The euro was last up 0.2 percent at $1.3940, after finding support at its overnight low of $1.3847. Traders said a Middle East sovereign was buying euros with decent sized offers placed above $1.3950 and option expiries at $1.3900 which are likely to keep the common currency in a range.
"It is not just about Europe, there have been a few more supportive developments for risk-on currencies this week such as the U.S. QE story," said Audrey Childe-Freeman, EMEA head of currency strategy at JP Morgan Private Bank.
"Overall the risk is to euro downside and for some disappointment from the summit. The dominant view is that we will get something but it may not be as much as investors were hoping for two weeks ago."
Investors have been expecting the EU to adopt a plan to reduce Greece's debt burden, recapitalize European banks to help absorb bond losses, and strengthen the euro zone rescue fund, the European Financial Stability Facility (EFSF), to stave off contagion in the bond market.
But divisions remain over the extent of losses that private holders of Greek bonds would have to incur and the size of a planned bank recapitalization, while the scope for leveraging the bailout fund is also uncertain.
Investors are not expecting any earth-shattering decisions out of the summit until late in the day. But the incoming head of the European Central Bank, Mario Draghi threw a lifeline by signaling the bank would go on buying troubled states' bonds to combat market turmoil.
Colin Harte, director of currency and fixed income at Barings Asset Management, which has 28 billion pounds in assets, said whatever the outcome of the summit the single currency remained in a vulnerable position.
"People are assuming European policymakers will do more or less the right thing but they seem to have a capacity to take two steps forward and 1.9 steps backwards.

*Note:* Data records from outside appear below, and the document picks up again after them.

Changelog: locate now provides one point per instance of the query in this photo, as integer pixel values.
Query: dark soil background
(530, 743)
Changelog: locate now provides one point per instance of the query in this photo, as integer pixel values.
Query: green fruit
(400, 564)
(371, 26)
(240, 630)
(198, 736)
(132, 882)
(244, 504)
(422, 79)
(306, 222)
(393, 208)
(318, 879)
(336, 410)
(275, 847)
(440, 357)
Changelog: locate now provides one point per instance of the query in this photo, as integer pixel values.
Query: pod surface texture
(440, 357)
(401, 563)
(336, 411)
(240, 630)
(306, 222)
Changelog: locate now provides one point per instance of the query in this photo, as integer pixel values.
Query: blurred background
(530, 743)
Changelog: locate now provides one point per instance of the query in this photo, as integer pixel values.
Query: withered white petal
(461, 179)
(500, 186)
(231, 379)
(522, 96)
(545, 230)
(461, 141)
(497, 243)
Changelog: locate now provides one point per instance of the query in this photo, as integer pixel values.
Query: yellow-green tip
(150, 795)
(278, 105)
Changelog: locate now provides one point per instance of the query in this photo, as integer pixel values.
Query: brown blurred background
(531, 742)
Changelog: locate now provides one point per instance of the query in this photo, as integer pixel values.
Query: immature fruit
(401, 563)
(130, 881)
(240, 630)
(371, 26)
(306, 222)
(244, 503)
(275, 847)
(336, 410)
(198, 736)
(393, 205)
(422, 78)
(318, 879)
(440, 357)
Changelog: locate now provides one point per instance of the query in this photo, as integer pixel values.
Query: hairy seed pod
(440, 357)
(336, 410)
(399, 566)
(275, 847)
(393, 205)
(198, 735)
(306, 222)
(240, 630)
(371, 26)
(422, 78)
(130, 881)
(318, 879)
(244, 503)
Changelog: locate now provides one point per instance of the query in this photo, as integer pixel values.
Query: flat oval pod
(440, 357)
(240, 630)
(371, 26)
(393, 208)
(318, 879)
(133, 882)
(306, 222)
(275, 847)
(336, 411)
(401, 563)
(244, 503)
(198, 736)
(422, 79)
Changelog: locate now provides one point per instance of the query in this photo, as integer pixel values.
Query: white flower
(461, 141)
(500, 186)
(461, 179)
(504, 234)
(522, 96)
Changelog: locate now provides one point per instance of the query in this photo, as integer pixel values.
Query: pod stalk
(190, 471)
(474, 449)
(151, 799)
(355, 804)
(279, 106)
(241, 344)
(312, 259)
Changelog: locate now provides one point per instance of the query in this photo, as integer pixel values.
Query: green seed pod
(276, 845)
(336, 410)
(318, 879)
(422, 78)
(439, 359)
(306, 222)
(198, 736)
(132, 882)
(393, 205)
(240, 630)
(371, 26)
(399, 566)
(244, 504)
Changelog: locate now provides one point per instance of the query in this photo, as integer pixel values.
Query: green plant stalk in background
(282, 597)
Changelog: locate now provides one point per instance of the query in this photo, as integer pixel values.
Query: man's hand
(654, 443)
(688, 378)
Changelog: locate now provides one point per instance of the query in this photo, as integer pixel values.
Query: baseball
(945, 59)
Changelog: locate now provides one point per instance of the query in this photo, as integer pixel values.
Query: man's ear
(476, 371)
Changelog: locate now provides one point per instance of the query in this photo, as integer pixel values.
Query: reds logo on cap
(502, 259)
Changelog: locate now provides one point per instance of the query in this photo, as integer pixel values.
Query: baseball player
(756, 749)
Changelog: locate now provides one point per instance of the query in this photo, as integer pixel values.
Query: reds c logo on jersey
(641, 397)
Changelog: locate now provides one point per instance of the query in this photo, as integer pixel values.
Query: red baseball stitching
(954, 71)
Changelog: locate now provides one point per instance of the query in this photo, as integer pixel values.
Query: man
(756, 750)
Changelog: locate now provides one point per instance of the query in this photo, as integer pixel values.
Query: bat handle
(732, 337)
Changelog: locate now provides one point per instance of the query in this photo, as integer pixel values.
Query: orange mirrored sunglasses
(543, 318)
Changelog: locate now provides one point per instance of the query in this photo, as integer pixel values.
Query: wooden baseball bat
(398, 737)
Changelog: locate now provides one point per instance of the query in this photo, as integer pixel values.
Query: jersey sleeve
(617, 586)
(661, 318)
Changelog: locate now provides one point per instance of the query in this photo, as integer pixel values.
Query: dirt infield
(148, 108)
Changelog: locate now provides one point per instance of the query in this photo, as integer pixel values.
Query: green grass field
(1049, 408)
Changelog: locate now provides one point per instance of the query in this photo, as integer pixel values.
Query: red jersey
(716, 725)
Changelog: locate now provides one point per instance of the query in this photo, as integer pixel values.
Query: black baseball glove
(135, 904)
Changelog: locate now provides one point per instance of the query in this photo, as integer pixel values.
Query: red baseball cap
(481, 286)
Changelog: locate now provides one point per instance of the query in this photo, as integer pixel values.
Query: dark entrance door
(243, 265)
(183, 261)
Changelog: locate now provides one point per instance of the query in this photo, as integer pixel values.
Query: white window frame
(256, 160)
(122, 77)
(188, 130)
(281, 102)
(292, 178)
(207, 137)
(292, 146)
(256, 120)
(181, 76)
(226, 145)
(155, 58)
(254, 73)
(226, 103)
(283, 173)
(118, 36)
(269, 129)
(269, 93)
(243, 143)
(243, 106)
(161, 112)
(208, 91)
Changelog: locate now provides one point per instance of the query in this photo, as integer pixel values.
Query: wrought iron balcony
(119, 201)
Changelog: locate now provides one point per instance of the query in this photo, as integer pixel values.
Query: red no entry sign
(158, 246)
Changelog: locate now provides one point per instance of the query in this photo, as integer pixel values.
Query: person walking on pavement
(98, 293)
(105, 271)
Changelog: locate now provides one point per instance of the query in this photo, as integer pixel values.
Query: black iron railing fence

"After the summit the problems are still going to be there for the euro in that peripheral countries need to adjust, there are still going to have to be cuts," he said, adding that Barings has no open positions in the euro.
JAPANESE INTERVENTION
Fresh gloomy data out of the U.S. reinforced market expectations of more stimulus from the Federal Reserve. Two key Fed board members recently voiced the possibility of action to shore up the housing sector.
The dollar hit a fresh record low against the yen of 75.709 yen, keeping alive the risk of intervention by Japanese authorities. Traders cited stop loss orders below 75.70 yen and an option barrier at 75.50 yen.
Japan's central bank is likely to debate easing monetary policy further at a meeting on Thursday, sources said.
"Further modest monetary easing or unilateral intervention from Japan is unlikely to derail the yen strengthening trend on a sustained basis," said Lee Hardman, currency economist at Bank of Tokyo Mitsubishi UFJ.
The dollar fell against the Swiss franc, dropping to a six-week low of 0.8729 francs on EBS. The euro also fell to a three-week low against the Swiss franc of 1.2157 francs on EBS.
Meanwhile, the Australian dollar was down 0.5 percent at US$1.0370 after Australia's underlying inflation data came in below expectations, increasing the chances of a rate cut.